Два апреля - Алексей Кирносов
Шрифт:
Интервал:
Закладка:
Попов отпустил спинку стула, придвинул к себе схему и записал на поле цифры.
- К примеру, - проговорил он, - девяносто Фаренгейта - это будет пятьдесят по Цельсию? Ни чего не понимаю.
- Тут еще одна туманность, - сказал Овцын. - Вся шкала Фаренгейта -двести двенадцать градусов. Точка замерзания - это не ноль, а плюс тридцать два.
- Почему? - поинтересовался Попов.
- Фаренгейт это знал, - улыбнулся Овцын.
- Угу... - кивнул Попов. - Эрго, формула будет... «т» Цельсия равно пять девятых, умноженные на «т» Фаренгейта минус тридцать два... Девяносто Фаренгейта будет... тридцать два и две десятых по Цельсию. Теперь ясно. Спасибо, Овцын.
Попов умолк и опять обхватил руками спинку стула.

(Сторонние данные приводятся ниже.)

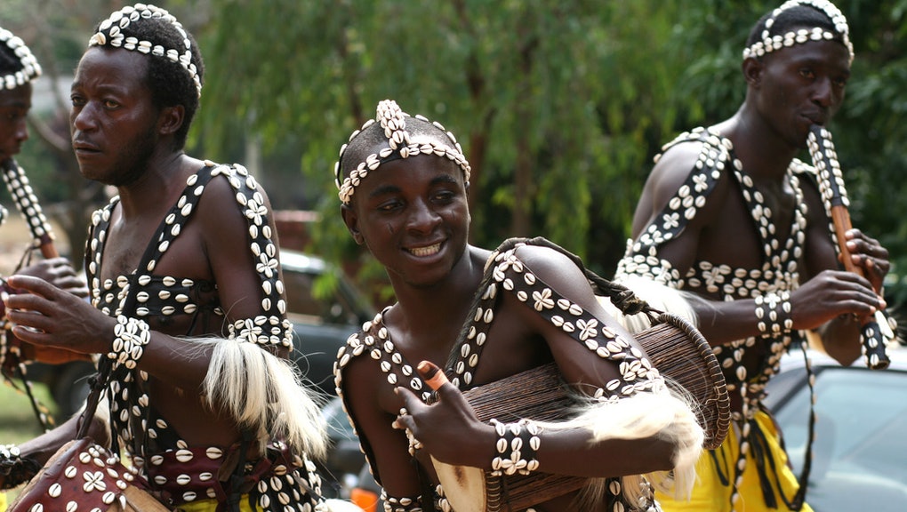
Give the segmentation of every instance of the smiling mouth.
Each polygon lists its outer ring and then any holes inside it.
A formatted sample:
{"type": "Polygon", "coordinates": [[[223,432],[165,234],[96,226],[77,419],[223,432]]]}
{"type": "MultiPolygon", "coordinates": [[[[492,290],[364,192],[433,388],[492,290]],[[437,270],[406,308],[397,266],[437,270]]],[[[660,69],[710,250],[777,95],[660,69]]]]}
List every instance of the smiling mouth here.
{"type": "Polygon", "coordinates": [[[426,247],[414,247],[411,249],[406,249],[410,254],[416,256],[432,256],[438,253],[441,250],[441,243],[433,244],[426,247]]]}

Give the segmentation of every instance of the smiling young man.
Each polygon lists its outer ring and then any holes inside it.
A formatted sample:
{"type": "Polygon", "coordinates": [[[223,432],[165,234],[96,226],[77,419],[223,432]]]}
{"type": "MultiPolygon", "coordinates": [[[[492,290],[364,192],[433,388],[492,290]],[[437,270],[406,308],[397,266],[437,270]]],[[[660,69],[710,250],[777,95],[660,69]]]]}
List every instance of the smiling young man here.
{"type": "Polygon", "coordinates": [[[840,270],[815,169],[795,157],[844,98],[853,48],[830,2],[786,2],[744,51],[746,96],[727,121],[666,145],[646,182],[617,279],[645,276],[689,292],[725,369],[736,428],[703,455],[689,502],[666,511],[809,510],[762,404],[766,382],[801,332],[817,331],[842,364],[861,353],[855,320],[885,307],[888,251],[847,233],[840,270]],[[801,508],[802,507],[802,508],[801,508]]]}
{"type": "Polygon", "coordinates": [[[469,173],[453,134],[392,101],[354,133],[336,168],[344,221],[385,266],[397,299],[347,341],[335,370],[386,509],[456,508],[464,497],[441,485],[431,456],[587,478],[587,501],[575,491],[540,498],[530,508],[538,512],[658,510],[641,474],[670,485],[673,470],[682,489],[702,429],[601,309],[575,260],[533,240],[497,251],[469,245],[469,173]],[[433,405],[434,379],[415,370],[424,361],[450,377],[433,405]],[[483,423],[461,394],[552,362],[588,401],[571,428],[514,414],[483,423]]]}
{"type": "MultiPolygon", "coordinates": [[[[308,459],[324,454],[324,426],[287,362],[292,327],[268,197],[241,166],[183,151],[202,72],[195,41],[163,9],[137,4],[98,25],[70,115],[82,173],[118,192],[93,217],[91,303],[14,275],[30,293],[6,299],[9,318],[23,340],[100,354],[105,392],[83,420],[98,443],[123,449],[136,481],[169,509],[325,510],[308,459]]],[[[40,467],[79,420],[3,462],[40,467]]],[[[5,487],[34,470],[15,474],[5,487]]],[[[44,509],[100,507],[90,487],[51,493],[44,509]]]]}

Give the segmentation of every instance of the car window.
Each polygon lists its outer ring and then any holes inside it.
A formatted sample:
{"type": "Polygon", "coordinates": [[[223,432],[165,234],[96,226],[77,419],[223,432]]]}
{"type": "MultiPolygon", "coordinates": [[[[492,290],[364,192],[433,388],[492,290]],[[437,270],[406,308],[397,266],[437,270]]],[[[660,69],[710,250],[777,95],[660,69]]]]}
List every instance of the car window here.
{"type": "Polygon", "coordinates": [[[308,324],[339,324],[357,325],[360,314],[357,304],[352,304],[348,290],[338,282],[328,299],[319,300],[313,293],[318,275],[284,269],[287,290],[287,313],[297,321],[308,324]]]}
{"type": "MultiPolygon", "coordinates": [[[[825,368],[816,375],[814,474],[876,476],[907,492],[907,372],[825,368]]],[[[775,411],[791,462],[805,451],[809,391],[775,411]]],[[[811,478],[812,479],[812,478],[811,478]]]]}

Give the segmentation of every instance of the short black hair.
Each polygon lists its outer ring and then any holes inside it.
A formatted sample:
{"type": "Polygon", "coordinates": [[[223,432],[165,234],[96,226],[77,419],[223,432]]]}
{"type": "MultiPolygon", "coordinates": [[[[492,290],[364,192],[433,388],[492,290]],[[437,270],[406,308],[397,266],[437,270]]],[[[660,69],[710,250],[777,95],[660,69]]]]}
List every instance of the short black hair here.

- Для чего это вам? - спросил Овцын.
- Читаю сейчас на сон грядущий Джека Лондона, - сказал Попов. - Он все температуры дает по Фаренгейту. Дома литературы нет, справиться негде, вот и смотришь баран бараном, поражаешься, чего это геройские парни зябнут при минус десяти градусах, а оказывается... - он прикинул в уме, - оказывается, это по нормальной шкале будет минус двадцать три и три десятых. Серьезная температура, особенно если до салуна еще далеко ехать на собаках. Вы там, в своей Арктике, очень мерзли?
- Моя Арктика - это летняя Арктика, - сказал Овцын. - Температура ниже тридцати двух по Фаренгейту бывает редко. Серьезный мороз прихватывает только в конце сентября.

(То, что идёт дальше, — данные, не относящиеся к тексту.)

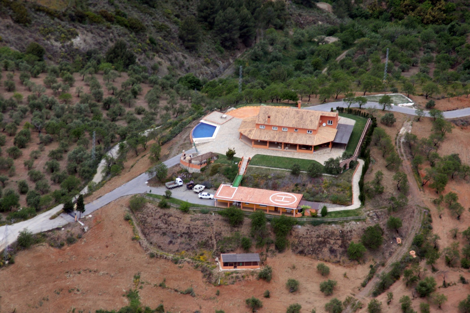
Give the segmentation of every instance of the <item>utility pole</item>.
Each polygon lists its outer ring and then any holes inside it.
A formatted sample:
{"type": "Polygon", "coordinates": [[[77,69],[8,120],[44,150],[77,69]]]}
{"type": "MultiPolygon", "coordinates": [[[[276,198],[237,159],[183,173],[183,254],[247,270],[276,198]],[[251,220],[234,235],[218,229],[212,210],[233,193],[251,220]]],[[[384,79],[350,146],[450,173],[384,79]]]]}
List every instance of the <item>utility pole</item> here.
{"type": "Polygon", "coordinates": [[[242,78],[242,66],[240,66],[240,71],[238,77],[238,92],[242,92],[242,81],[243,80],[242,78]]]}

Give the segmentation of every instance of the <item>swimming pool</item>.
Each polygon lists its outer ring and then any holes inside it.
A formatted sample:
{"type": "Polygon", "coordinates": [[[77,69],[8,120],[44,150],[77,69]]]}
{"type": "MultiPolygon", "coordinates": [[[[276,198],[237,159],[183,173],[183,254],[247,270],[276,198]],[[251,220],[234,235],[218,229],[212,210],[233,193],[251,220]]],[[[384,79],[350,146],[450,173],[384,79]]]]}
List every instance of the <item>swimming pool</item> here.
{"type": "Polygon", "coordinates": [[[202,122],[196,125],[193,130],[193,138],[207,138],[214,135],[216,126],[202,122]]]}

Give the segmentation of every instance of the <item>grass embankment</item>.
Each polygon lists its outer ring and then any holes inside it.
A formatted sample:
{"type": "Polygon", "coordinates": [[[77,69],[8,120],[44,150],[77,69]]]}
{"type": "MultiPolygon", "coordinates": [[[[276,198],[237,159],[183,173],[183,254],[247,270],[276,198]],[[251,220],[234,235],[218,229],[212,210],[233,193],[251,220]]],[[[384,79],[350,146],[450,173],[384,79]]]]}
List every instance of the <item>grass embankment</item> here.
{"type": "MultiPolygon", "coordinates": [[[[319,208],[319,210],[321,210],[321,208],[319,208]]],[[[322,217],[317,217],[319,220],[321,220],[321,219],[334,219],[337,218],[338,217],[350,217],[351,216],[361,216],[364,215],[364,212],[362,211],[362,207],[360,207],[357,209],[354,209],[354,210],[345,210],[344,211],[336,211],[332,212],[328,212],[328,214],[327,214],[326,216],[322,217]]]]}
{"type": "Polygon", "coordinates": [[[349,138],[349,141],[348,145],[346,146],[346,152],[353,153],[356,150],[356,147],[359,143],[359,140],[360,139],[360,136],[364,131],[364,128],[366,127],[366,123],[367,122],[367,119],[361,117],[357,115],[352,115],[351,114],[345,114],[345,113],[340,113],[340,116],[347,117],[352,120],[354,120],[356,122],[354,124],[354,128],[352,129],[352,133],[351,137],[349,138]]]}
{"type": "Polygon", "coordinates": [[[256,154],[251,158],[251,160],[250,161],[250,165],[290,169],[293,164],[297,163],[300,166],[300,170],[307,171],[312,162],[316,163],[321,166],[321,171],[323,172],[324,167],[323,165],[314,160],[288,158],[287,157],[276,157],[263,154],[256,154]]]}
{"type": "MultiPolygon", "coordinates": [[[[186,187],[183,186],[181,188],[182,188],[186,187]]],[[[180,206],[182,204],[183,204],[183,203],[186,202],[185,201],[183,201],[182,200],[180,200],[179,199],[176,199],[173,198],[167,198],[164,196],[160,196],[160,195],[156,195],[153,193],[147,193],[146,195],[148,196],[149,197],[151,197],[152,198],[154,198],[156,199],[158,199],[158,200],[163,200],[164,199],[166,200],[166,201],[167,202],[172,203],[173,204],[176,204],[176,205],[178,206],[180,206]]],[[[202,208],[214,207],[213,206],[205,206],[203,204],[196,204],[196,203],[191,203],[190,202],[189,203],[189,204],[191,205],[191,207],[202,207],[202,208]]]]}
{"type": "Polygon", "coordinates": [[[264,102],[263,103],[256,102],[253,103],[243,103],[243,104],[239,104],[237,106],[235,106],[234,107],[236,109],[238,109],[240,107],[260,107],[263,105],[269,106],[270,107],[294,107],[297,106],[297,103],[295,101],[289,102],[288,104],[284,103],[283,102],[273,102],[271,103],[271,100],[270,100],[267,102],[264,102]]]}

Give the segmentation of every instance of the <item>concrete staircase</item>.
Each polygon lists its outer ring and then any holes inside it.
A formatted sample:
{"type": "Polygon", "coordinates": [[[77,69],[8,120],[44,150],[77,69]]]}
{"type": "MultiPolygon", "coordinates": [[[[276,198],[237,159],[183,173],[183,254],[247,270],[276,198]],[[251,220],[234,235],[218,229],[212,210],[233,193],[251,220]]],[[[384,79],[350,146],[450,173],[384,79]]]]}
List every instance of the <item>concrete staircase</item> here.
{"type": "Polygon", "coordinates": [[[238,175],[235,177],[234,182],[232,183],[232,185],[234,187],[240,186],[240,183],[242,182],[242,179],[243,178],[243,175],[246,172],[246,168],[248,166],[248,163],[250,163],[250,160],[251,159],[251,158],[245,158],[245,157],[242,158],[242,160],[238,163],[238,175]]]}
{"type": "Polygon", "coordinates": [[[242,165],[240,166],[238,171],[239,175],[244,175],[246,171],[246,167],[248,166],[248,162],[250,162],[250,158],[243,157],[242,158],[242,165]]]}

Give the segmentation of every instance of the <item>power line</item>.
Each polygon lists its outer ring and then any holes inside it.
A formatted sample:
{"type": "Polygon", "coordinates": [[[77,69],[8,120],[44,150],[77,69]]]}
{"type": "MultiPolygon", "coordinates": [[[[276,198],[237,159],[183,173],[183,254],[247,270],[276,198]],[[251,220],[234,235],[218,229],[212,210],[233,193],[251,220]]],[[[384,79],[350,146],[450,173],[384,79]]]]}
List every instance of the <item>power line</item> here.
{"type": "Polygon", "coordinates": [[[388,48],[387,48],[387,56],[385,59],[385,69],[384,70],[384,83],[387,79],[387,68],[388,67],[388,48]]]}
{"type": "Polygon", "coordinates": [[[240,65],[240,71],[239,71],[239,78],[238,78],[238,92],[242,92],[242,81],[243,80],[243,78],[242,78],[242,66],[240,65]]]}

- М-да... - сказал Попов. - И не скучно вам после всего этого в нашем заведении?
- Терплю, - сказал Овцын,
- Отвратительное состояние для самобытной личности, - сказал Попов и покачал густоволосой головой. - Хуже не придумаешь.
- Откуда вам известно про мою личность? - спросил Овцын.

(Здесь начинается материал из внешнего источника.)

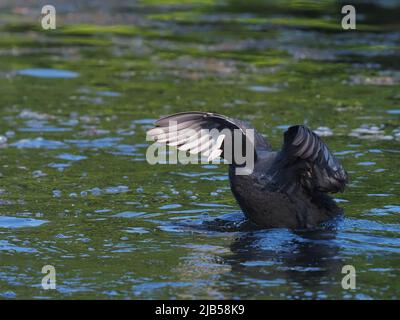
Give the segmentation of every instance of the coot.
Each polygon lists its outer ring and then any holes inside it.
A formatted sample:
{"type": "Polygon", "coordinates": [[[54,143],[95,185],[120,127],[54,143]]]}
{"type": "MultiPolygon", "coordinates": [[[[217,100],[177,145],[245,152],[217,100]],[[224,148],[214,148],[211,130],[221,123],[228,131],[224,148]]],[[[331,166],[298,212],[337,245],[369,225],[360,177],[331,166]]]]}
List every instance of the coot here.
{"type": "MultiPolygon", "coordinates": [[[[249,129],[254,130],[242,120],[217,113],[182,112],[156,121],[148,137],[180,150],[200,153],[208,160],[218,156],[229,159],[232,193],[245,216],[258,226],[312,229],[342,214],[342,209],[327,193],[342,192],[347,173],[317,134],[304,125],[289,127],[281,150],[273,151],[257,131],[252,131],[250,139],[249,129]],[[175,124],[175,134],[171,134],[171,123],[175,124]],[[208,141],[203,139],[204,129],[217,129],[209,135],[212,143],[200,144],[200,140],[208,141]],[[221,132],[226,130],[239,131],[243,145],[252,145],[254,167],[250,174],[237,174],[235,169],[243,164],[238,164],[233,154],[226,151],[234,152],[234,147],[225,149],[226,134],[221,132]]],[[[232,137],[233,146],[234,139],[239,138],[232,137]]]]}

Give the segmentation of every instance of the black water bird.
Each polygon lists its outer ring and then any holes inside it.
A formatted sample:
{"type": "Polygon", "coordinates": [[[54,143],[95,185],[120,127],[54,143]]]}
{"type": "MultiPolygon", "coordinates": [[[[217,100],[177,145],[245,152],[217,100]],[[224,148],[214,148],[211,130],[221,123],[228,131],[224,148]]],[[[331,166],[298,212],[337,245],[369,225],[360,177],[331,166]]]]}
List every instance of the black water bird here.
{"type": "MultiPolygon", "coordinates": [[[[254,129],[251,141],[246,136],[247,129],[253,128],[242,120],[217,113],[182,112],[156,121],[148,136],[183,151],[200,153],[209,160],[217,156],[229,159],[232,193],[245,216],[258,226],[313,229],[342,214],[342,209],[327,193],[343,192],[347,173],[316,133],[304,125],[289,127],[281,150],[273,151],[254,129]],[[175,135],[169,134],[171,121],[176,124],[175,135]],[[185,134],[189,129],[191,134],[185,134]],[[232,154],[227,154],[226,142],[218,135],[210,135],[206,139],[209,142],[204,140],[203,129],[239,130],[243,141],[252,144],[253,171],[247,175],[236,174],[235,169],[243,165],[237,164],[232,154]],[[201,144],[200,139],[206,142],[201,144]]],[[[234,148],[231,150],[233,153],[234,148]]]]}

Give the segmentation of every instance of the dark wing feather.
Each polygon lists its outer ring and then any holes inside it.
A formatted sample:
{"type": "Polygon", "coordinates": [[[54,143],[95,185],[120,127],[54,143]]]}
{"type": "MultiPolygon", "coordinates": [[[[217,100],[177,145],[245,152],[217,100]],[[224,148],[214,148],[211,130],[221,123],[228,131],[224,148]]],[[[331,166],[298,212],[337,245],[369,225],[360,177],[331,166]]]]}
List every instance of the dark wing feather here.
{"type": "Polygon", "coordinates": [[[322,139],[306,126],[290,127],[284,134],[283,164],[297,168],[300,182],[322,192],[343,191],[347,173],[322,139]]]}
{"type": "MultiPolygon", "coordinates": [[[[219,134],[207,137],[204,135],[203,129],[217,129],[219,132],[224,129],[230,131],[238,129],[242,132],[242,138],[246,141],[246,129],[253,128],[241,120],[225,117],[217,113],[181,112],[157,120],[155,128],[149,130],[147,135],[150,139],[175,146],[182,151],[200,153],[208,157],[209,160],[219,156],[231,160],[232,155],[223,154],[224,138],[219,134]],[[173,130],[170,130],[171,122],[176,123],[173,130]]],[[[269,144],[256,131],[254,140],[255,153],[257,153],[257,150],[270,150],[269,144]]]]}

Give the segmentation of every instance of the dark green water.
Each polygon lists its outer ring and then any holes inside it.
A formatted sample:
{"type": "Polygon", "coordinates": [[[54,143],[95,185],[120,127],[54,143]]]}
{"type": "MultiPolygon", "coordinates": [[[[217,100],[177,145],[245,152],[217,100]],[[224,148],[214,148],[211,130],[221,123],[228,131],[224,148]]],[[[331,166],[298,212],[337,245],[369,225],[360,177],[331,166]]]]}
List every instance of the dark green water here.
{"type": "Polygon", "coordinates": [[[357,31],[334,1],[53,1],[48,31],[24,2],[0,5],[0,297],[399,298],[394,1],[360,4],[357,31]],[[275,148],[288,125],[317,130],[351,177],[343,221],[205,227],[242,219],[227,168],[145,159],[152,122],[185,110],[251,121],[275,148]]]}

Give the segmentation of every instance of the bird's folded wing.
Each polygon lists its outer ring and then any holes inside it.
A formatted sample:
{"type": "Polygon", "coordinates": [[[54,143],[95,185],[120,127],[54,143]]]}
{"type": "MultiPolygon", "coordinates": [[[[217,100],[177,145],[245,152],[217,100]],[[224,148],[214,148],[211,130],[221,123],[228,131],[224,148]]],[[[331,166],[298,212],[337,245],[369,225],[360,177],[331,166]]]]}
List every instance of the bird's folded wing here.
{"type": "Polygon", "coordinates": [[[300,164],[300,180],[308,188],[323,192],[343,191],[346,171],[321,138],[307,127],[297,125],[285,132],[281,155],[286,165],[300,164]]]}
{"type": "MultiPolygon", "coordinates": [[[[182,112],[159,119],[155,128],[147,132],[148,138],[174,146],[192,154],[200,153],[209,161],[218,157],[232,159],[232,154],[224,154],[224,144],[233,143],[234,137],[240,136],[246,143],[246,129],[252,129],[243,121],[210,112],[182,112]],[[238,130],[239,135],[234,134],[238,130]],[[232,138],[227,139],[228,135],[232,138]]],[[[236,133],[237,134],[237,133],[236,133]]],[[[261,135],[256,133],[256,147],[267,147],[261,135]]],[[[232,145],[230,146],[231,149],[232,145]]],[[[233,152],[233,151],[232,151],[233,152]]]]}

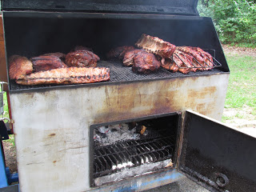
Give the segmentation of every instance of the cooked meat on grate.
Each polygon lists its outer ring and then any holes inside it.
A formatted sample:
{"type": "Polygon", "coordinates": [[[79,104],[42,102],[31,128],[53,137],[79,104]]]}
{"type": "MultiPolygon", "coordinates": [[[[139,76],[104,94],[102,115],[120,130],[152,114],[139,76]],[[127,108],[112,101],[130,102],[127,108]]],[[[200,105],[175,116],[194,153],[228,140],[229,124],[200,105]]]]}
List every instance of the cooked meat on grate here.
{"type": "MultiPolygon", "coordinates": [[[[193,57],[190,54],[187,54],[184,52],[179,51],[179,50],[175,50],[174,54],[178,54],[178,57],[182,62],[183,62],[183,65],[182,67],[188,67],[190,68],[190,71],[194,71],[195,72],[198,68],[195,68],[194,66],[192,64],[193,63],[193,57]]],[[[181,69],[182,70],[182,69],[181,69]]],[[[181,70],[179,70],[181,71],[181,70]]],[[[182,73],[182,71],[181,71],[182,73]]]]}
{"type": "Polygon", "coordinates": [[[77,84],[110,80],[110,69],[105,67],[69,67],[24,75],[16,80],[21,85],[77,84]]]}
{"type": "Polygon", "coordinates": [[[67,67],[62,60],[56,56],[38,56],[31,58],[34,72],[67,67]]]}
{"type": "Polygon", "coordinates": [[[135,73],[149,74],[158,70],[161,62],[154,54],[150,53],[140,53],[134,57],[132,70],[135,73]]]}
{"type": "Polygon", "coordinates": [[[74,51],[76,51],[76,50],[90,50],[93,52],[93,50],[91,48],[88,48],[86,46],[76,46],[74,49],[74,51]]]}
{"type": "Polygon", "coordinates": [[[177,46],[176,49],[180,51],[182,51],[187,54],[190,54],[191,56],[193,56],[194,57],[193,64],[195,66],[199,67],[199,68],[198,68],[198,70],[203,70],[204,68],[200,68],[200,66],[202,66],[202,67],[206,66],[206,64],[204,63],[204,60],[203,60],[202,57],[197,50],[194,50],[190,48],[189,46],[177,46]]]}
{"type": "Polygon", "coordinates": [[[68,66],[95,67],[99,57],[89,50],[76,50],[66,55],[65,62],[68,66]]]}
{"type": "Polygon", "coordinates": [[[177,72],[178,70],[182,74],[187,74],[191,70],[195,71],[196,68],[195,70],[194,68],[190,68],[193,67],[193,65],[191,64],[192,58],[193,57],[190,55],[186,55],[186,54],[176,50],[172,58],[162,58],[161,60],[162,67],[172,72],[177,72]]]}
{"type": "Polygon", "coordinates": [[[118,46],[114,49],[111,49],[110,52],[106,54],[107,58],[112,59],[120,59],[122,60],[123,57],[125,56],[126,53],[130,50],[135,50],[135,48],[132,46],[118,46]]]}
{"type": "Polygon", "coordinates": [[[13,55],[9,58],[9,77],[18,79],[33,72],[32,62],[26,58],[13,55]]]}
{"type": "Polygon", "coordinates": [[[192,50],[194,50],[196,51],[198,51],[199,53],[199,54],[201,55],[201,57],[203,58],[203,61],[206,63],[205,64],[205,68],[204,70],[211,70],[213,67],[210,66],[214,66],[214,59],[213,57],[211,56],[210,54],[207,53],[206,51],[204,51],[203,50],[202,50],[199,47],[190,47],[192,50]]]}
{"type": "Polygon", "coordinates": [[[62,59],[62,61],[64,61],[66,54],[60,53],[60,52],[56,52],[56,53],[44,54],[40,56],[56,56],[56,57],[59,58],[60,59],[62,59]]]}
{"type": "Polygon", "coordinates": [[[135,44],[138,47],[162,58],[170,58],[175,50],[175,46],[157,37],[143,34],[135,44]]]}
{"type": "Polygon", "coordinates": [[[145,50],[129,50],[126,53],[123,57],[122,63],[126,66],[132,66],[134,65],[134,58],[136,55],[142,54],[147,54],[145,50]]]}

Он рассердился на инженера. Какого дьявола полез в душу ворошить больное!..
- Видел, - сказал Попов.
- Вы видели только то, что вам показали. А есть еще многое, чего вам не показывали. Поэтому мне сейчас надлежит терпеть, а вам надлежит этого вопроса больше не касаться.
- Любопытно, - произнес Попов, прищурив глаза. - Я подумал, вы из тех, кто сам распоряжается своей судьбой. Ладно, не буду касаться. Если нас затруднит какой-нибудь мудреный расчет, приходите ко мне на машину. Подсоблю без очереди.
Попов ушел. И до конца рабочего дня даже немудреные расчеты затрудняли Овцына - заметались в голове посторонние мысли, в душу заполз цепенящий холод. Он старался, но не мог уловить логические связи и комбинациях значков и цифр, отодвинул недоделанную работу и принялся выводить рожицы на чистом листе миллиметровки. Пришло на ум, что вот он отложил работу на завтра и ничего от этого не переменится, никто не пострадает. Такая уж это работа: она не медведь, в лес не уйдет. Потому и работают эту работу благодушные, холеные, не спешащие люди. И в конце концов что ему с того, что парижский профессор со славянской фамилией определит по результатам наблюдений всех обсерваторий мира, на сколько миллиметров сместился географический полюс? Он никогда не мерил расстояния на поверхности планеты миллиметрами, он привык к кабельтовым и милям, он всегда знал, что длина земного экватора сорок тысяч километров, а не сорок миллиардов миллиметров...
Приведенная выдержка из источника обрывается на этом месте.